U.S. stocks edged higher late Tuesday, with the Dow up 100 points. The market appeared to shake off Target’s earnings warning. U.S. Treasury Secretary Yellen said the U.S. is facing an “unacceptable level of inflation” challenge.

The Dow rose 100.80 points, or 0.31%, to 33016.58; the Nasdaq rose 51.34 points, or 0.43%, to 12112.72; the S&P 500 rose 16.71 points, or 0.41%, to 4138.14.

U.S. oil and gas stocks generally rose on Tuesday morning. Exxon Mobil (103.37, 4.53, 4.58%) rose 3%, BP (34.19, 1.09, 3.29%) rose 2%, Marathon Oil, ConocoPhillips (122.71, 5.33, 4.54%) rose about 1.8%, Mexico Philippine Petroleum (45.32, 1.91, 4.40%) rose 1.66% and Chevron (180.2, 3.37, 1.91%) rose 1%.

Retailers are in the spotlight. Target, the No. 2 U.S. department store retailer, announced plans to reduce excess inventory, said it would implement additional markdowns on products and cancel some orders. Target also slashed its operating margin guidance for the quarter.

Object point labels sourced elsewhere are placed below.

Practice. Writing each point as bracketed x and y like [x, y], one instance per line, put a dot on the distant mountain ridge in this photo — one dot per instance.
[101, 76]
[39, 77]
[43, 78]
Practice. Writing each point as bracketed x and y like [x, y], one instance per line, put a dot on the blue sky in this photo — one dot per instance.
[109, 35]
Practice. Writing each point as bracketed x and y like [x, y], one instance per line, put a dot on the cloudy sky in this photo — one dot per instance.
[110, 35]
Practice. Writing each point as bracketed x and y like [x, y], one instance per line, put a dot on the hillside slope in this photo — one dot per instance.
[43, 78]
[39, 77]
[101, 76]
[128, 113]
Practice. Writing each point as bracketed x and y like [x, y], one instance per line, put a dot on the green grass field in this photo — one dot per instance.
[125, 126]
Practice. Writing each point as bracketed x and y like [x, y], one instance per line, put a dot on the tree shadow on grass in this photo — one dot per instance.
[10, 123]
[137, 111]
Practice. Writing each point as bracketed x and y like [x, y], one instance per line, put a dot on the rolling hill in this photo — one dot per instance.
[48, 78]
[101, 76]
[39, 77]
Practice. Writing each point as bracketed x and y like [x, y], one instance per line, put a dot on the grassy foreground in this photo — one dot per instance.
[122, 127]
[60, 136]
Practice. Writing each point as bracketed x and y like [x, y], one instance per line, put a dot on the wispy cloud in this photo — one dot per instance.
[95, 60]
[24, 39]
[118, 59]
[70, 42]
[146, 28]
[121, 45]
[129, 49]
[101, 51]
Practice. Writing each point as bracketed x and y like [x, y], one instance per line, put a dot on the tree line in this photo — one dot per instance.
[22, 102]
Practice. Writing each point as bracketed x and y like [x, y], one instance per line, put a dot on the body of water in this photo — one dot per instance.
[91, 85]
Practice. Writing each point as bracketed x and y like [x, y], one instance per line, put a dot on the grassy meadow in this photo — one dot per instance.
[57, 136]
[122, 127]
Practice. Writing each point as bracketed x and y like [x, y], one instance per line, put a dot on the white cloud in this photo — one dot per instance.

Affected by Target’s warning, shares of retailers such as Walmart (123.37, -1.50, -1.20%) followed suit.

U.S. stock market earnings were sparse this week. Wholesale food company United Natural Foods reported third-quarter results that beat expectations. Another food stock, J.M. Smucker, came under downward pressure after its quarterly report.

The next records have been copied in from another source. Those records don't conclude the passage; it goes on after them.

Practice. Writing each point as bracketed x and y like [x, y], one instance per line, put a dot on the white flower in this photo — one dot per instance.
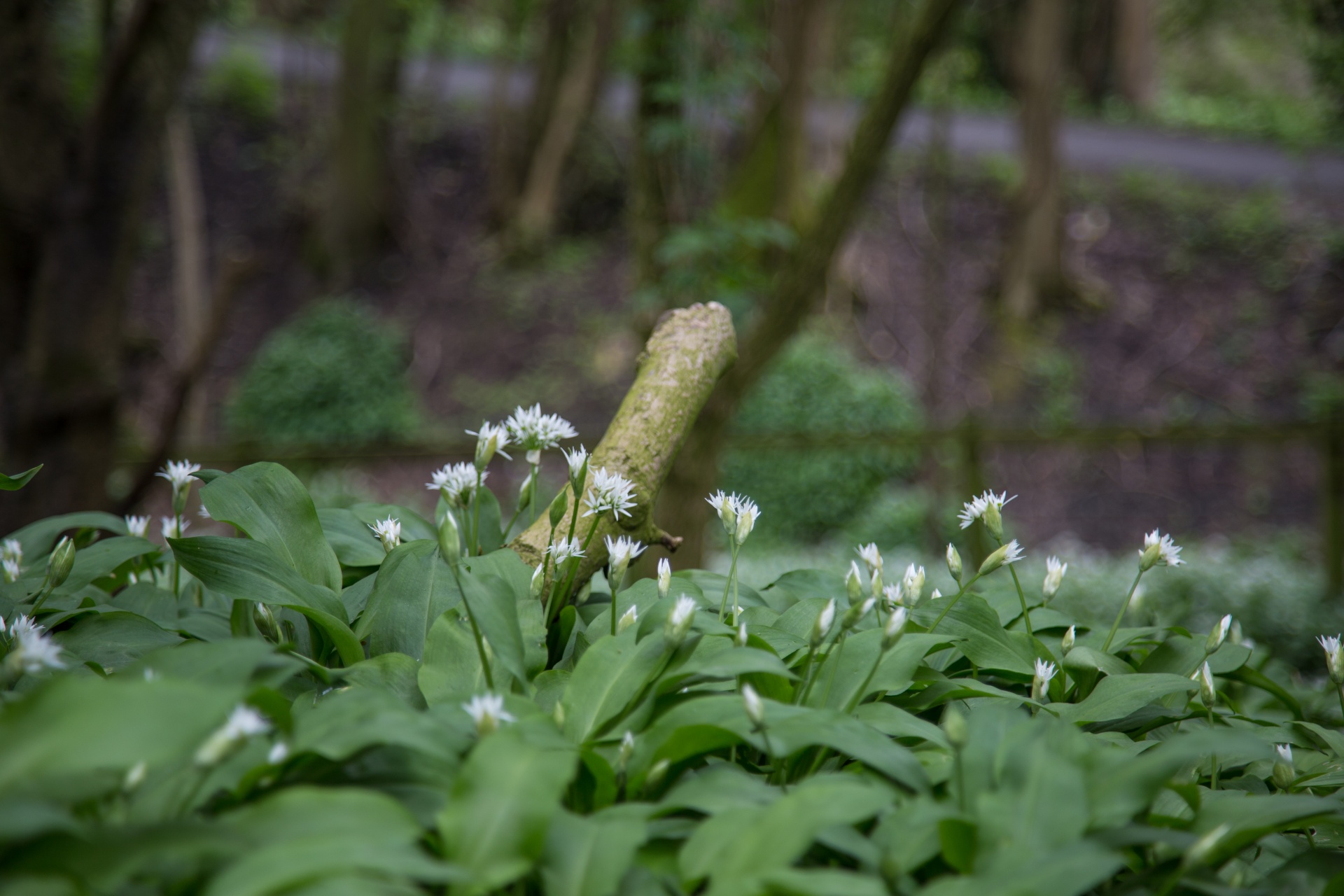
[536, 431]
[1159, 550]
[179, 473]
[564, 550]
[610, 492]
[726, 507]
[242, 723]
[487, 711]
[974, 508]
[622, 550]
[1054, 577]
[172, 527]
[1334, 657]
[456, 482]
[872, 556]
[31, 649]
[755, 706]
[664, 577]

Ed Yardeni, president of Yardeni Research, said: “From the perspective of stock valuation multiples, U.S. stocks have been at high levels since the beginning of the year. To a large extent, in hindsight, the U.S. stock market is clearly overvalued.”

The market is worried that the Fed’s aggressive monetary tightening stance will lead to a recession. Risk aversion has increased, and market volatility has continued to increase.

Rising bond yields have heightened concerns about risks to economic growth as central banks gradually tighten policy. Benchmark U.S. Treasury yields held steady near 3 percent, a psychological threshold that could weigh on new Treasury bills maturing this week ahead of key inflation data.